The entire human gene is approximately 10 Kb. SDF-1 was initially
characterized as a pre-B cell-stimulating factor and as a highly
efficient chemotactic factor for T cells and monocytes (Bieul et
al. (1996) J. Exp. Med. 184:1101 -1110).
[0006] Biological effects of SDF-1 may be mediated by the chemokine
receptor CXCR4 (also known as fusin or LESTR), which is expressed
on mononuclear leukocytes including hematopoietic stem cells. SDF-1
is thought to be the natural ligand for CXCR4, and CXCR4 is thought
to be the natural receptor for SDF-1 (Nagasawza et al. (1997) Proc.
Natl. Acad. Sci. USA 93:726-732). Genetic elimination of SDF-1 is
associated with parinatal lethality, including abnormalities in
cardiac development, B-cell lymphopoiesis, and bone marrow
myelopoiesis (Nagasawa et al. (1996) Nature 382:635-637).

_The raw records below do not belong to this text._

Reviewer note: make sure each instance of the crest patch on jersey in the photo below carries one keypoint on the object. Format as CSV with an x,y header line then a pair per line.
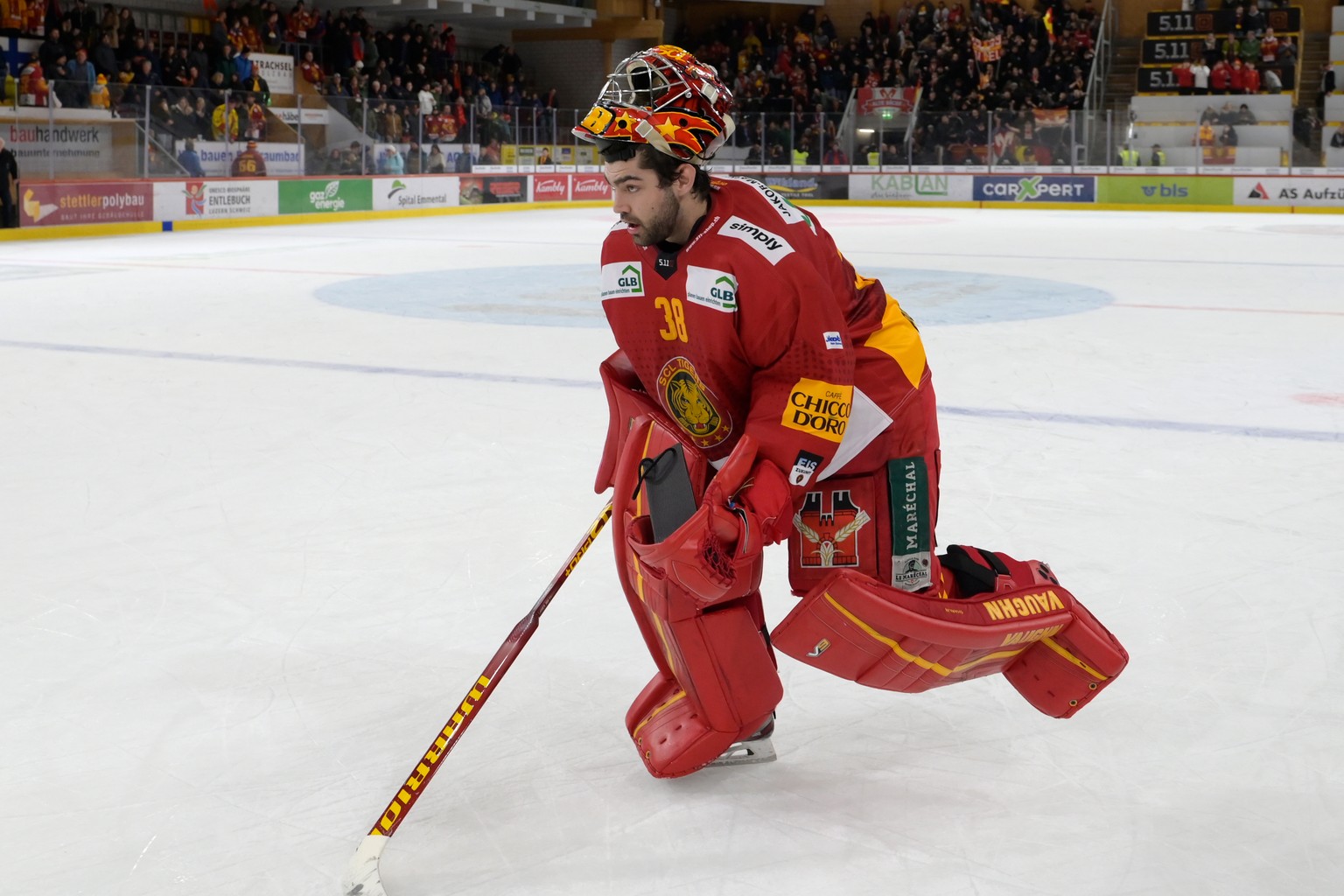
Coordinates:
x,y
621,280
711,288
830,534
819,407
772,246
692,404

[0007] SDF-1 is functionally distinct from other chemokines in that
it is reported to have a fundamental role in the trafficking,
export and homing of bone marrow progenitor cells (Aiuti, A., Webb,
I. J., Bleul, C., Springer, T., and Guierrez-Ramos, J. C., (1996)
J. Exp. Med. 185, 111-120 and Nagasawa, T., Hirota, S., Tachibana,
K., Takakura N., Nishikawa, S. -I., Kitamura, Y., Yoshida, N.,
Kikutani, H., and Kishimoto, T., (1996) Nature 382, 635-638). SDF-1
is also structurally distinct in that it has only about 22% amino
acid sequence identity with other CXC chemokines (Bleul, C. C.,
Fuhlbrigge, R. C., Casasnovas, J. M., Aiuti, A., and Springer, T.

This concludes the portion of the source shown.